We all know that the lofty carbo eating produced the best performances, right? Well, carbo consumption was definitely better than 'normal' eating; the athletes stayed on the treadmills for 76 minutes after a week of carbohydrates, compared to just 69 minutes with their normal fare. However, the best dietary plan of all turned out to be the high-fat protocol ! After a week of increased fat consumption, the athletes ran for over 91 minutes on their treadmills, a 20-per cent advance beyond the carbo plan and a huge 30-per cent improvement over regular eating.

The Buffalo scientists theorised that a fattier diet fostered better performances by increasing the amount of fat stored inside the athletes' leg muscles.

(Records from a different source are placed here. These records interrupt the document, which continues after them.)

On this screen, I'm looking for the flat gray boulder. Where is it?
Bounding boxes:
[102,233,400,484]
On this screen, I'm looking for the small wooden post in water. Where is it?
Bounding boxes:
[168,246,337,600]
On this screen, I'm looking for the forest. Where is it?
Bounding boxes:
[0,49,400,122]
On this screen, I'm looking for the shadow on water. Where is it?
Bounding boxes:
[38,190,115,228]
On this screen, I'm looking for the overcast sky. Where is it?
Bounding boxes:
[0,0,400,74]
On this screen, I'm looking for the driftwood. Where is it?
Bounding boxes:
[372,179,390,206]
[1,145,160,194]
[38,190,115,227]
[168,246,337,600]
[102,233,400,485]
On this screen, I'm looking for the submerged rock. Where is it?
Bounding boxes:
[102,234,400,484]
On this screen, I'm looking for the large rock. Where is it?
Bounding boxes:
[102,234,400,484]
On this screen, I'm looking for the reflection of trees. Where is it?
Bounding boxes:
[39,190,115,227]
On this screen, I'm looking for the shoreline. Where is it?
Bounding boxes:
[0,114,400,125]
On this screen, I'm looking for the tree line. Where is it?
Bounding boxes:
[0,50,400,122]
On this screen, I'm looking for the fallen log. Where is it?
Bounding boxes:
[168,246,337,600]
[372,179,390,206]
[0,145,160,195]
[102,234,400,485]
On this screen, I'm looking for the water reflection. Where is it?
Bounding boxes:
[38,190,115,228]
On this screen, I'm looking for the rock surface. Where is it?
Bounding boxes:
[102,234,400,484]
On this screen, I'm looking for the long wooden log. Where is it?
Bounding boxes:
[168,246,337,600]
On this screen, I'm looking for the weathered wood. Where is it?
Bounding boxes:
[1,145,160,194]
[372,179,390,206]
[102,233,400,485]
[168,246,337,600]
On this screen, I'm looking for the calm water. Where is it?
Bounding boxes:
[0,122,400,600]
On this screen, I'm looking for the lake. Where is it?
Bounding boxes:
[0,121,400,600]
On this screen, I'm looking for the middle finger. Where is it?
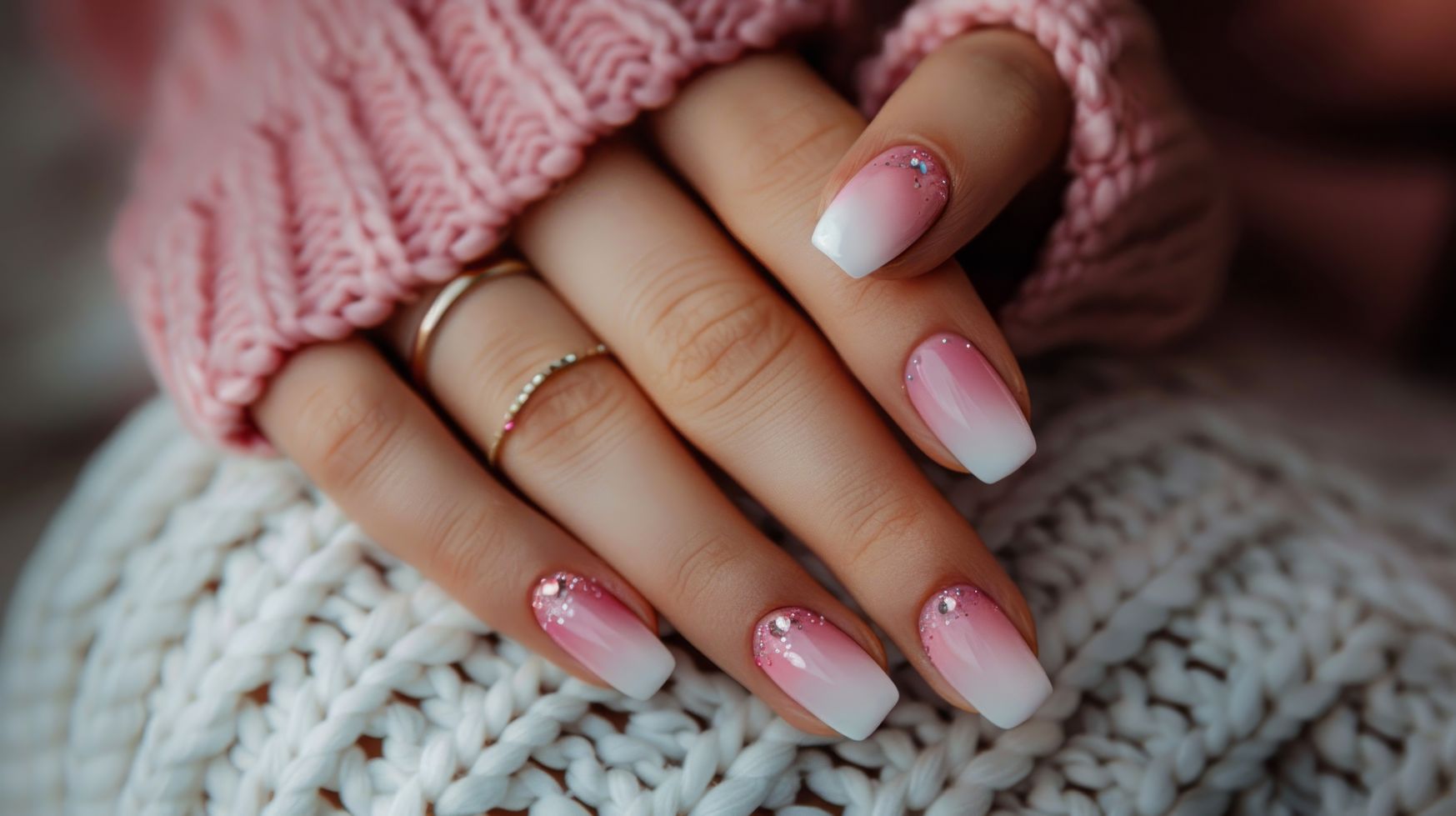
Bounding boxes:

These intramuscular bubbles of fat supposedly provided a rich source of fuel during exercise - helping the athletes to run for a more extended period of time. At long last, it appears that sports-active people can savour bountiful bowls of guilt-free ice cream and other high-fat foods - and then set new PBs in their races!

Oops!

Actually, don't start stoking in the high-fat sweets just yet, because it' s likely that other factors were responsible for the fatty-diet advantage. For one thing, the Buffalo athletes had to complete an overnight fast prior to all three of their endurance tests. Without even a whisper of breakfast, the athletes also had to finish a maximum treadmill exercise test before they even started their endurance runs. During this maximal test, the grade of the treadmill increased every three minutes until the athletes were simply too exhausted to continue.

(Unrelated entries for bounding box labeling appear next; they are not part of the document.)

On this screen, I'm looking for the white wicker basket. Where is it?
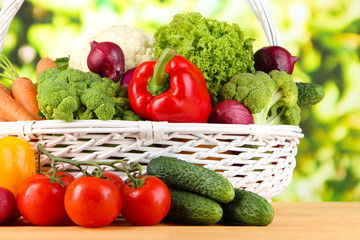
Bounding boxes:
[0,0,303,200]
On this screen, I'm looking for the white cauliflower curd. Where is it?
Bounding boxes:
[69,26,155,72]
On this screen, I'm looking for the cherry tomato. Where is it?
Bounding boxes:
[0,187,20,225]
[65,176,122,227]
[121,176,171,226]
[16,174,68,226]
[104,172,125,191]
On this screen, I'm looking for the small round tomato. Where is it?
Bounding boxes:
[121,176,171,226]
[24,172,75,189]
[104,172,125,191]
[65,176,122,227]
[16,174,68,226]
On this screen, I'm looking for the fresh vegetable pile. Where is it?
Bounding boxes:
[0,12,324,125]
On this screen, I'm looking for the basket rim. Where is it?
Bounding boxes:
[0,120,304,138]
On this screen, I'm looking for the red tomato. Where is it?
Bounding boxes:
[24,172,75,188]
[104,172,125,191]
[16,174,68,226]
[65,176,122,227]
[121,177,171,226]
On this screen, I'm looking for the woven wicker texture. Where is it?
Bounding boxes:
[0,120,302,199]
[0,0,303,200]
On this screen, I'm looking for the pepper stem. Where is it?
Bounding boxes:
[38,144,144,187]
[147,48,176,96]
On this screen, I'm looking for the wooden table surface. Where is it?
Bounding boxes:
[0,202,360,240]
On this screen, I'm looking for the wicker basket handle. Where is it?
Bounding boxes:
[0,0,282,52]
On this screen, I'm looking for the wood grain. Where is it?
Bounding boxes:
[0,202,360,240]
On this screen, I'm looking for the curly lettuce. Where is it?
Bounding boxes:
[154,12,255,104]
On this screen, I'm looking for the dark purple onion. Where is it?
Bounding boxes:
[254,46,299,74]
[209,100,254,124]
[120,68,136,88]
[87,41,125,82]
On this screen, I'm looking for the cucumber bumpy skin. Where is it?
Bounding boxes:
[165,189,223,225]
[221,189,274,226]
[147,157,235,203]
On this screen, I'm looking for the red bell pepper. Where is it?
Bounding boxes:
[128,48,211,123]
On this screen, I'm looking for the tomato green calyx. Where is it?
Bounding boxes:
[39,172,65,187]
[147,48,176,96]
[128,175,153,188]
[37,144,142,182]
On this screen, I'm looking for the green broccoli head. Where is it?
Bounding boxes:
[253,70,301,125]
[220,73,271,113]
[269,70,298,107]
[221,70,301,125]
[154,12,254,104]
[37,68,142,121]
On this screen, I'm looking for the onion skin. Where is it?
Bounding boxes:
[120,68,136,88]
[87,41,125,82]
[254,46,299,74]
[209,100,254,124]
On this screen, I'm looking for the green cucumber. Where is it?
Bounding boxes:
[296,82,325,107]
[221,189,274,226]
[165,189,223,225]
[147,157,235,203]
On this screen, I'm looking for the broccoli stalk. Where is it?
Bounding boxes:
[222,70,301,125]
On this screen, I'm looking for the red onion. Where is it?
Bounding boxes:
[209,100,254,124]
[120,68,136,88]
[87,41,125,82]
[254,46,299,74]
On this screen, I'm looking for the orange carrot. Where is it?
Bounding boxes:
[36,58,56,79]
[0,91,34,121]
[11,77,41,120]
[0,83,12,97]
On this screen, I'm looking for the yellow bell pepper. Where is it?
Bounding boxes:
[0,137,36,195]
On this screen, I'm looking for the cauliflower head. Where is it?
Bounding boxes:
[69,25,155,72]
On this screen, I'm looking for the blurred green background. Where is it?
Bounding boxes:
[0,0,360,201]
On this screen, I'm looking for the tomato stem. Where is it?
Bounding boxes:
[37,143,144,187]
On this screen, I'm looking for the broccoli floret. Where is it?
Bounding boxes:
[37,68,138,122]
[221,70,301,125]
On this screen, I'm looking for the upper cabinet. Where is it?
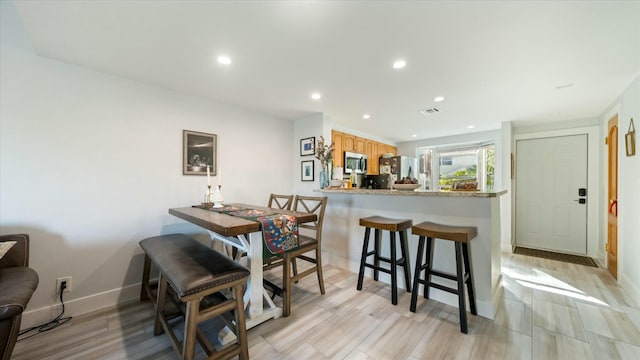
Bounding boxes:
[331,131,344,166]
[331,130,397,175]
[342,133,356,152]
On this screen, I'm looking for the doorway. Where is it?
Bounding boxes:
[606,115,618,279]
[515,134,595,255]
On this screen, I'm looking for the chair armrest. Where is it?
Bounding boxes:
[0,234,29,268]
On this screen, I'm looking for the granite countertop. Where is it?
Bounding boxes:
[314,187,507,198]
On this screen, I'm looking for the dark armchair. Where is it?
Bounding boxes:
[0,234,38,360]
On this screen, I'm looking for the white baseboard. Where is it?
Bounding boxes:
[20,283,140,329]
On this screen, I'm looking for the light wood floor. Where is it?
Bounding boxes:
[12,254,640,360]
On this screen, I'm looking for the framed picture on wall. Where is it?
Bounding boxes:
[300,137,316,156]
[182,130,218,176]
[302,160,315,181]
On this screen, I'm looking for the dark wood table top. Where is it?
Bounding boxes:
[169,204,318,236]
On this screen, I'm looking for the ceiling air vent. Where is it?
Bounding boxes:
[419,106,440,116]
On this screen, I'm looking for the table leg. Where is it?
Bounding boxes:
[209,231,282,346]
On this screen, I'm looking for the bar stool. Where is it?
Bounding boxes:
[410,221,478,334]
[357,216,413,305]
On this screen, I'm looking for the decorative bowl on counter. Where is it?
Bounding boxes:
[391,184,420,191]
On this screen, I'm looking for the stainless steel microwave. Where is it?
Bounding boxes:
[344,151,367,174]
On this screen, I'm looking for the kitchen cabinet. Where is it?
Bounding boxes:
[364,140,378,175]
[355,136,366,154]
[331,130,344,167]
[331,130,397,175]
[342,133,357,152]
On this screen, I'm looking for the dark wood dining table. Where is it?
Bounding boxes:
[169,204,317,345]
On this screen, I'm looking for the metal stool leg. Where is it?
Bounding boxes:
[389,231,398,305]
[357,228,371,290]
[462,243,478,315]
[373,229,382,281]
[400,230,411,292]
[455,242,468,334]
[424,237,433,299]
[409,236,427,312]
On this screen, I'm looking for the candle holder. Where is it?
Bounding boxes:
[202,185,214,208]
[212,185,224,208]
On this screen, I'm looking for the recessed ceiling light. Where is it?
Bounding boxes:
[418,106,440,116]
[556,83,573,90]
[218,55,231,65]
[393,60,407,69]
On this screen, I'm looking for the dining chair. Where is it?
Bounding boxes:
[272,195,327,316]
[267,194,293,210]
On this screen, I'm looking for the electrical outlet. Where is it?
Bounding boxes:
[56,276,71,294]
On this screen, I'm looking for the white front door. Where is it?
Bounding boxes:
[516,134,595,255]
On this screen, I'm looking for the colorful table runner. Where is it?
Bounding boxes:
[196,205,300,260]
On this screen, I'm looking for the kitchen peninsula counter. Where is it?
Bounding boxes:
[315,188,508,319]
[318,188,507,198]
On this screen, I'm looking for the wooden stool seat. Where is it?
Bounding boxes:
[357,216,413,305]
[410,221,478,334]
[411,221,478,243]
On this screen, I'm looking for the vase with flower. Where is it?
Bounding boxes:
[316,136,334,189]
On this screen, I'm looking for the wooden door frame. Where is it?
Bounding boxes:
[512,126,603,259]
[603,111,621,280]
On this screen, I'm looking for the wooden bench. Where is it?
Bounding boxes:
[140,234,249,359]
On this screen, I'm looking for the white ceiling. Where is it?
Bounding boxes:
[11,0,640,141]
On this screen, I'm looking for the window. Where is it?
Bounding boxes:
[417,143,496,191]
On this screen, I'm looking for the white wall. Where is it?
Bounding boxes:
[0,16,299,326]
[601,76,640,303]
[292,113,331,196]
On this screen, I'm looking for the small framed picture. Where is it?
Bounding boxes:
[302,160,315,181]
[182,130,218,176]
[300,137,316,156]
[624,118,636,156]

The athletes rested for 30 minutes between the maximum exertion and the actual endurance run (again without ingesting a single morsel of food), but they then faced additional hardship during the first 30 minutes of their endurance effort: the scientists jacked up the treadmills so that the athletes were forced to work at 85% V02max (90-95 per cent of maximal heart rate) - an intensity which forced the athletes' muscles to rely primarily on carbohydrate, not fat, for energy.

After those tough 30 minutes, the treadmill grade was lowered so that the poor fellows could run at a more moderate 75-80% V02max, but by then the athletes' leg muscles were probably extremely glycogen-depleted. An overnight fast, abstinence from breakfast, a maximal exercise test, and a 30-minute 'carbo-burner' at 85% V02max will tend to remove most of the glycogen from anyone's leg muscles!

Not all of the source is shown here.